D’après le roman de Nane Beauregard (éditions POL)
Et si l'Amour ne se contait qu'à travers les mots, au filtre des lèvres d'une comédienne douée d'une rare présence, et si le jeu d'une actrice parvenait à transcender un texte, une écriture, et si le plaisir qu'on y prend était incommensurable... J’aime a le remarquable pouvoir de dresser le festin jouissif du théâtre tel qu'on souhaite le rencontrer. Car il s'agit bien ici de rencontres, d'affinités, de complicité entre autrice et metteuse en scène, entre écrivaine et actrice qui ne font qu'une bouchée délicieuse d'un repas délectable du verbe, du geste, du corps.
J’aime c’est avant tout une voix. Celle d’une femme amoureuse qui tente de mettre des mots sur l’impalpable, l’insaisissable, du sentiment amoureux.

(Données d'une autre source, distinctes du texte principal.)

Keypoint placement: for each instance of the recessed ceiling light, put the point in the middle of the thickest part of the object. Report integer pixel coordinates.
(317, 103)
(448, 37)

Chaque mot en entraînant un autre, elle se rendra compte que Le Mot ultime pour décrire, décrypter et en fin faire le tour, et enfin savoir et comprendre ce qu’il en est de l’amour, n’existe pas. Que c’est sans doute justement cette impossibilité à le fixer, le figer qui le rend vivant et qui, sans cesse, le relance.
Magistral ! Une pièce brillante qui travaille la complexité de toute prise de parole et du silence qu’il faut forcer. J’aime joué par Laure Werckmann qui signe là sa première mise en scène. En une heure, la pièce est une leçon de dramaturgie dans l’interprétation – théâtrale comme psychanalytique – du premier roman de Nane Beauregard.